Wellington Scoop

Prison and home detention for poker machine fraudsters

News from SFO
Two out of three of the defendants found guilty in June of ‘Obtaining by deception’ in a Serious Fraud Office (SFO) prosecution of a multi-million dollar gaming machine fraud have been sentenced in the Wellington High Court today.

Michael O’Brien, guilty of five charges, received a sentence of imprisonment for four years, six months.

Kevin Coffey, guilty of one charge, was sentenced to home detention for 12 months.

Paul Max, guilty of three charges, will be sentenced in the Wellington High Court on 27 July.

The case involved the manipulation of gambling licenses and grants and the offending was detected during Operation Chestnut, a joint investigation involving the Department of Internal Affairs, the Organised and Financial Crime Agency of New Zealand and the SFO. It was a significant case in New Zealand for the ‘Class 4’ gambling sector, which is made up of high-turnover gambling including gaming machines in pubs and clubs.

SFO Director, Julie Read said, “The sentences imposed today reflect the very serious nature of the misconduct in this case. The proceeds from pokie machines, intended to provide community funding for sport, health, education and other activities, were directed to entities nominated by Michael O’Brien so that he could obtain a personal benefit amounting to $6.86 million.”

Background information
A Pokies 101 guide is available at this link: http://www.dia.govt.nz/ it describes how the Class 4 gambling sector in New Zealand operates.

Crimes Act offences
Section 240 Obtaining by deception or causing loss by deception
(1) Every one is guilty of obtaining by deception or causing loss by deception who, by any deception and without claim of right,—
(a) obtains ownership or possession of, or control over, any property, or any privilege, service, pecuniary advantage, benefit, or valuable consideration, directly or indirectly; or
(b) in incurring any debt or liability, obtains credit; or
(c) induces or causes any other person to deliver over, execute, make, accept, endorse, destroy, or alter any document or thing capable of being used to derive a pecuniary advantage; or
(d) causes loss to any other person.
(2) In this section, deception means—
(a) a false representation, whether oral, documentary, or by conduct, where the person making the representation intends to deceive any other person and—
(i) knows that it is false in a material particular; or
(ii) is reckless as to whether it is false in a material particular; or
(b) an omission to disclose a material particular, with intent to deceive any person, in circumstances where there is a duty to disclose it; or
(c) a fraudulent device, trick, or stratagem used with intent to deceive any person.

Press Release – Department Of Internal Affairs
Internal Affairs has welcomed the sentences handed down in the Wellington High Court today in the multi-million dollar gaming machine fraud case.
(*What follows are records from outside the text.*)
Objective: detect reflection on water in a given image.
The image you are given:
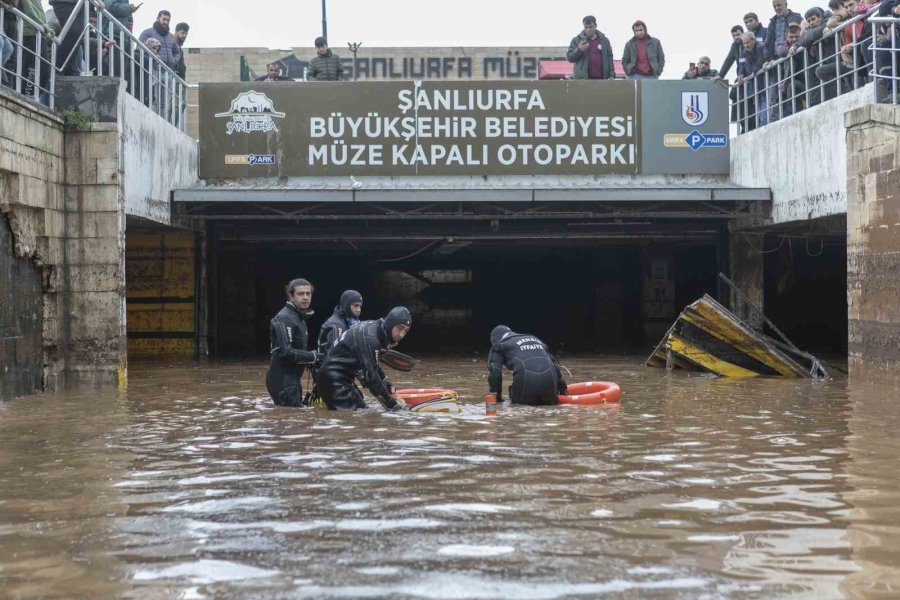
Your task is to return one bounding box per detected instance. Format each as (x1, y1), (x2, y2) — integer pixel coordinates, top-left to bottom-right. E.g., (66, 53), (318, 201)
(0, 359), (898, 598)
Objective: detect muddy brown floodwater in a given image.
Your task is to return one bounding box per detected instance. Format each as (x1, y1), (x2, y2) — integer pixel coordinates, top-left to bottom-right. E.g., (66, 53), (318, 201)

The Department’s Gambling Compliance Director Gareth Bostock said it reflects how seriously the court views the misappropriation of community money and sends a strong message over corrupt practices in the gambling sector.

The defendants, Michael Joseph O’Brien (58) of Blenheim, Paul Anthony Max (60) of Nelson and Kevin Coffey (57) of Hastings, were convicted of Crimes Act charges of ‘Obtaining by deception’. Michael O’Brien was sentenced on five charges to 4-1/2 years’ prison and Kevin Coffey, on one charge, to 12 months’ home detention. Paul Max will be sentenced on three charges on 27 July.

The major investigation named Operation Chestnut and prosecuted by the Serious Fraud Office (SFO), involved the SFO, the Police’s Organised and Financial Crime Agency of New Zealand (OFCANZ), and Internal Affairs (DIA).

“This multi-agency approach was necessary to break through the criminal behaviour that had developed in some parts of the class 4 gambling sector,” Mr Bostock said. “New Zealand communities should expect the highest integrity from the gambling sector so that community organisations can access grants from gambling societies without the concern that funding is being directed unlawfully.

“The Department has a specialist team of investigators and continues to investigate fraudulent activity in the sector. We have developed an enduring model for working together with the SFO and the Police and will do it again if the need arises.”

Through the Chestnut investigation the Department cancelled the licences of two gambling societies and took steps to ensure that a number of unsuitable people were unable to continue working for societies or the pubs which house pokie machines. The Department is applying a high level of scrutiny to societies before licences are granted or renewed.

“We want to ensure that the right people with the right motives enter the sector and that their activities are consistent with the law,” Mr Bostock said.

“Operation Chestnut was necessary because gambling grant funding was being diverted away from the communities it was meant to serve. The sector needs to create a culture of integrity where this type of behaviour is not tolerated and everyone involved in the industry ‘does the right thing’ by communities.”